If the monades seem to hold account from/to each other, it is because God created them so that it is thus. It is of God that the monades are created of a blow by fulguration , to the state of individuality which does them like small gods. Each one has a point of view of on the world, a sight of the Univers in miniature, and all its prospects have an internal coherence together, while God has the infinity from the points of view which it creates in the form of these individual substances. The force and the thought close friends of the monades are thus a divine force and a thought.

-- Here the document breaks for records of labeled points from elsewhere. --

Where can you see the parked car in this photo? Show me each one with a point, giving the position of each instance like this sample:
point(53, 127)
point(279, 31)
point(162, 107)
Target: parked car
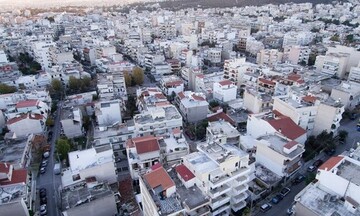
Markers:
point(266, 207)
point(284, 191)
point(42, 170)
point(277, 198)
point(298, 179)
point(311, 168)
point(318, 163)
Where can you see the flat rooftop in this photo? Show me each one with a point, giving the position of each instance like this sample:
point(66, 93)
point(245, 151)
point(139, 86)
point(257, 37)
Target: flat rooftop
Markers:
point(81, 195)
point(170, 112)
point(277, 144)
point(12, 152)
point(350, 171)
point(322, 202)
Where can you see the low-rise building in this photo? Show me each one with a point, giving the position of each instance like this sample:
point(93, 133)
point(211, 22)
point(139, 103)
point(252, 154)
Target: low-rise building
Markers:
point(224, 91)
point(192, 106)
point(335, 191)
point(25, 124)
point(280, 155)
point(95, 162)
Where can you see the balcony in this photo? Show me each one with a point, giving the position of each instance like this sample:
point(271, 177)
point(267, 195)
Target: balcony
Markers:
point(219, 191)
point(240, 189)
point(216, 203)
point(238, 206)
point(220, 210)
point(238, 198)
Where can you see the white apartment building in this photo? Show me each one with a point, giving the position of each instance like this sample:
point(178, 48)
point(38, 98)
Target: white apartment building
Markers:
point(95, 162)
point(274, 122)
point(329, 115)
point(269, 57)
point(257, 102)
point(224, 91)
point(42, 54)
point(336, 190)
point(192, 106)
point(280, 155)
point(142, 153)
point(297, 38)
point(171, 84)
point(157, 121)
point(332, 63)
point(213, 55)
point(301, 110)
point(108, 113)
point(235, 70)
point(296, 54)
point(221, 172)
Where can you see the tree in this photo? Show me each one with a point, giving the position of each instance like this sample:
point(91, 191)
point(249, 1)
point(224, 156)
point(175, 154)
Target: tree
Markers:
point(128, 79)
point(49, 122)
point(6, 89)
point(63, 147)
point(342, 135)
point(74, 83)
point(138, 75)
point(56, 89)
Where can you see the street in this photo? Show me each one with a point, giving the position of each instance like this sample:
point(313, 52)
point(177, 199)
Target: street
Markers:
point(351, 140)
point(48, 180)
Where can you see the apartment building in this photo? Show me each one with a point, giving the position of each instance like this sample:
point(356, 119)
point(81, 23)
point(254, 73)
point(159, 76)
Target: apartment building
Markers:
point(142, 153)
point(108, 113)
point(95, 162)
point(222, 131)
point(296, 54)
point(25, 124)
point(334, 64)
point(274, 122)
point(192, 106)
point(224, 91)
point(172, 192)
point(16, 198)
point(335, 191)
point(171, 84)
point(257, 102)
point(157, 121)
point(269, 57)
point(279, 154)
point(221, 172)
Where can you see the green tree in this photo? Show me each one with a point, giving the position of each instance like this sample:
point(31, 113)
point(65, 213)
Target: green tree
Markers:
point(74, 83)
point(343, 135)
point(138, 75)
point(6, 89)
point(50, 122)
point(63, 147)
point(56, 89)
point(128, 79)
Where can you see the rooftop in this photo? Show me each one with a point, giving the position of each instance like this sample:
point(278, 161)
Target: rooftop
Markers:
point(164, 113)
point(322, 203)
point(277, 143)
point(82, 195)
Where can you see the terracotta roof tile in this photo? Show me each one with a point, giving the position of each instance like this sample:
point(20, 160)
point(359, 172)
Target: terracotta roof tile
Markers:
point(147, 144)
point(18, 176)
point(225, 82)
point(159, 177)
point(290, 144)
point(221, 115)
point(288, 128)
point(184, 172)
point(27, 103)
point(331, 163)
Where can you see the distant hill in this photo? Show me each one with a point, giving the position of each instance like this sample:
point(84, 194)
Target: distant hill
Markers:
point(182, 4)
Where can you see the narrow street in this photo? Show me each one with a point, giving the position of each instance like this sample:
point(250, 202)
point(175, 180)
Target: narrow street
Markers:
point(48, 180)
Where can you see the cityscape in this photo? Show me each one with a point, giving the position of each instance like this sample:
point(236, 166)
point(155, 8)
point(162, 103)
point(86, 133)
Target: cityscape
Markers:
point(179, 108)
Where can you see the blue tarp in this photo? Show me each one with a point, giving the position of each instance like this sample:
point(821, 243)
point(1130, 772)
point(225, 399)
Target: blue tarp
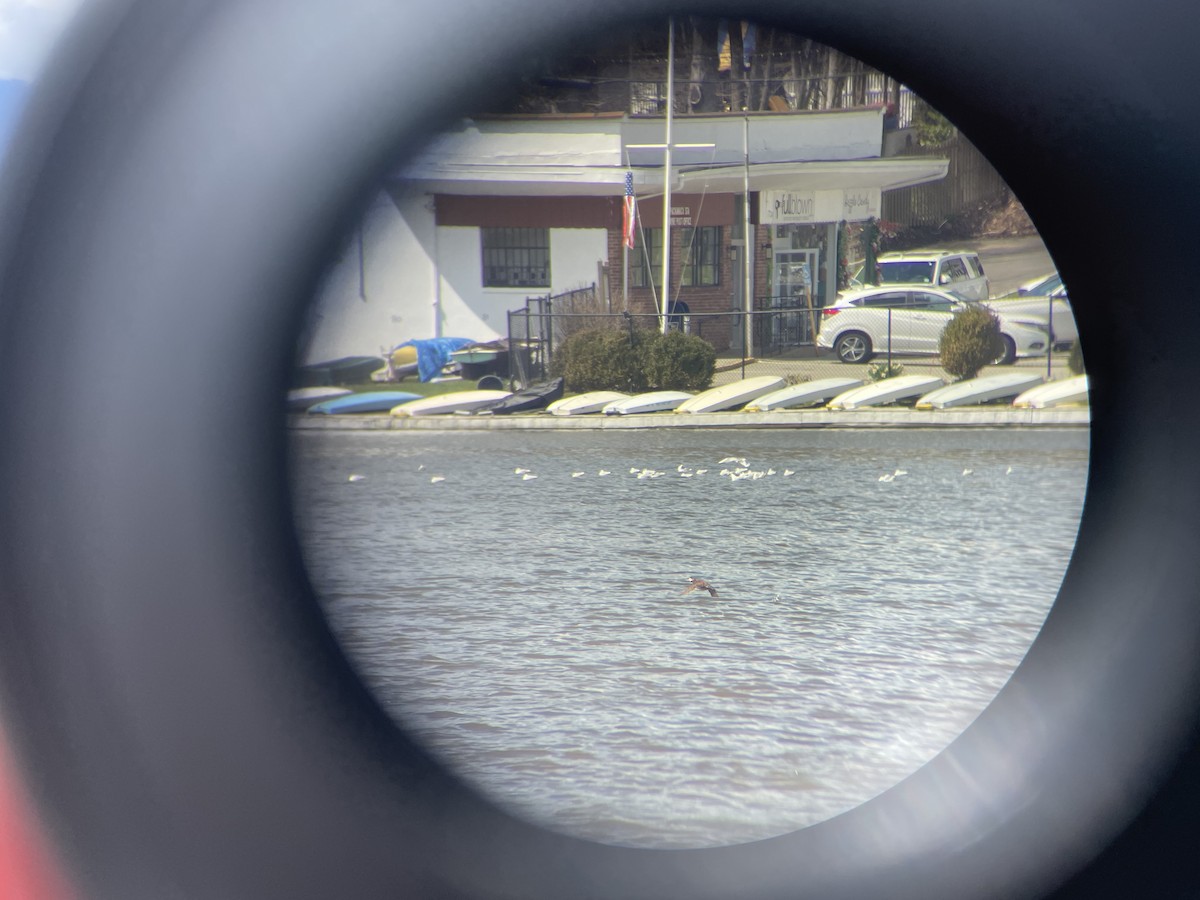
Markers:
point(433, 353)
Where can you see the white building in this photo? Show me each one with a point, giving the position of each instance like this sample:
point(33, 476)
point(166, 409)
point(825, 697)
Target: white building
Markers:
point(502, 209)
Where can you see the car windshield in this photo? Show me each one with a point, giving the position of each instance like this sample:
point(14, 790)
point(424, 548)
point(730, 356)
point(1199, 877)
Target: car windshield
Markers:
point(906, 273)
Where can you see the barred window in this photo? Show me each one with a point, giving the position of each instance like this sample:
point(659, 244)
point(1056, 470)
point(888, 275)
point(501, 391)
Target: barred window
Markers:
point(515, 257)
point(646, 258)
point(701, 256)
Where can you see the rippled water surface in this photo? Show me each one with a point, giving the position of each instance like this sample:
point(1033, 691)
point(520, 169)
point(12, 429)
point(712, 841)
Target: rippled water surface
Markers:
point(532, 630)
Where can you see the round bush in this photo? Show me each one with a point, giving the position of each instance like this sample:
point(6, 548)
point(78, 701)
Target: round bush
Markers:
point(970, 342)
point(595, 359)
point(677, 361)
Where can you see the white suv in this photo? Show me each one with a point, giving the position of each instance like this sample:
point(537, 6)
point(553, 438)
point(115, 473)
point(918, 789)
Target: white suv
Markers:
point(955, 270)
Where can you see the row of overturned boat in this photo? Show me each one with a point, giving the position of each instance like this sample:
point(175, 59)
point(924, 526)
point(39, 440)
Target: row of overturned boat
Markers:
point(1011, 397)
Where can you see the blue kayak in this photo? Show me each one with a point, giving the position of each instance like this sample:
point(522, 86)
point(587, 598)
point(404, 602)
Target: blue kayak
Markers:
point(364, 402)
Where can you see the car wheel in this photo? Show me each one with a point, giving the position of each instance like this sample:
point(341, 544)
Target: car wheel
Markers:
point(1009, 355)
point(853, 347)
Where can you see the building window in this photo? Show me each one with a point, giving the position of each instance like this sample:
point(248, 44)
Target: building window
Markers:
point(701, 256)
point(646, 258)
point(516, 257)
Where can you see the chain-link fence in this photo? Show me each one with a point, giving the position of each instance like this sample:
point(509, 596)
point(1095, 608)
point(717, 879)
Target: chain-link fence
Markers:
point(795, 342)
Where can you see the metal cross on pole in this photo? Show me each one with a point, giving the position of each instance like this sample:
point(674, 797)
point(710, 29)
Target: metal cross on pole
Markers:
point(666, 148)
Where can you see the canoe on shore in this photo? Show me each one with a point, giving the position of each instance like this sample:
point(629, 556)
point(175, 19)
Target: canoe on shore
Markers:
point(802, 395)
point(361, 402)
point(651, 402)
point(449, 403)
point(528, 400)
point(979, 390)
point(730, 396)
point(1066, 391)
point(585, 403)
point(889, 390)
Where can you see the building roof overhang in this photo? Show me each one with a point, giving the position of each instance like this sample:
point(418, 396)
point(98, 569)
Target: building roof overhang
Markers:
point(568, 180)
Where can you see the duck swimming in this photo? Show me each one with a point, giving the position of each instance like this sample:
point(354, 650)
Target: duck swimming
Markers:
point(700, 585)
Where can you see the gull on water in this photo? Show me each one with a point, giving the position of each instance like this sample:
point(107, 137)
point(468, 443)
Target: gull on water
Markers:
point(700, 585)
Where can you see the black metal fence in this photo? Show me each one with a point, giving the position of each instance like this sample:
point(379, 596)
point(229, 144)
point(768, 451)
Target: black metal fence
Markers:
point(791, 341)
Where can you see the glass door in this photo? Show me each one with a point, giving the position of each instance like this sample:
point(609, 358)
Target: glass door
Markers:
point(793, 279)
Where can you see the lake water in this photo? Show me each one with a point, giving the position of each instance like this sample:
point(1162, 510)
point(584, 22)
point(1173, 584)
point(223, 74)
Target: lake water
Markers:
point(533, 634)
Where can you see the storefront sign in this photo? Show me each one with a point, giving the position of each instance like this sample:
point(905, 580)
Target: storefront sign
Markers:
point(808, 207)
point(681, 215)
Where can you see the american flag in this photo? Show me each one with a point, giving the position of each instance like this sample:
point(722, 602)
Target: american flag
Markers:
point(630, 219)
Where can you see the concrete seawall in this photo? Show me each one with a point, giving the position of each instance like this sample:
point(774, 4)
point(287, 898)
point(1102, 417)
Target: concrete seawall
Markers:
point(881, 418)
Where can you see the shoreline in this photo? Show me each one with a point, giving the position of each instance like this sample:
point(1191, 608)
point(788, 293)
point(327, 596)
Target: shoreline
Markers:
point(880, 418)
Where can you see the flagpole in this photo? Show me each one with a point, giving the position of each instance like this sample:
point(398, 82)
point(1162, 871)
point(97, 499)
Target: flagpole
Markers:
point(748, 249)
point(666, 180)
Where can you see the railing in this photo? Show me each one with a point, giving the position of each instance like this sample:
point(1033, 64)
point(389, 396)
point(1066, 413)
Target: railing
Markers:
point(785, 341)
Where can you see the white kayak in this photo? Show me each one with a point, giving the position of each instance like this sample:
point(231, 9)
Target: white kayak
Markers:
point(651, 402)
point(979, 390)
point(804, 394)
point(730, 396)
point(1054, 394)
point(585, 403)
point(889, 390)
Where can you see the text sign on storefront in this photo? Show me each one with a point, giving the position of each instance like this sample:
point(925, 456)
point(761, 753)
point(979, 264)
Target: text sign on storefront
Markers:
point(855, 204)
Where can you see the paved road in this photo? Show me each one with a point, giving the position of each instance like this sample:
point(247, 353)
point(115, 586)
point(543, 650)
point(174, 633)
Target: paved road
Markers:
point(1009, 262)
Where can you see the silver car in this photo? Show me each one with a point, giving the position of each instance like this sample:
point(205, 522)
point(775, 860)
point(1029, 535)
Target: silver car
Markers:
point(861, 324)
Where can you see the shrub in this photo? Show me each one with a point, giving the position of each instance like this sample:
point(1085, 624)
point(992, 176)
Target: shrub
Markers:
point(970, 342)
point(677, 361)
point(1075, 360)
point(879, 371)
point(598, 359)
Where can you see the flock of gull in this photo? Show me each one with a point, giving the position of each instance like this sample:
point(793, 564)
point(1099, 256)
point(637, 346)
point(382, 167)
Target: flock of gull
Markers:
point(735, 468)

And it harmony is right from the start in the spirit of God, C. - with-D. it is preestablished.

It finally comes out from this idea of the monade that the universe does not exist apart from the monade, but that it is the whole of all the prospects. These prospects are born from God. All the problems of the Philosophie are thus moved in the Théologie.

This transposition poses problems which are not really solved by Leibniz:

how an absolute substance can be born?
how God can it have an infinity of prospects and make substances within a preestablished harmony of them?

Malebranche will summarize all that in a formula: God does not create gods . What also means that Spinoza was more consequent when he admitted the existence only of only one substance.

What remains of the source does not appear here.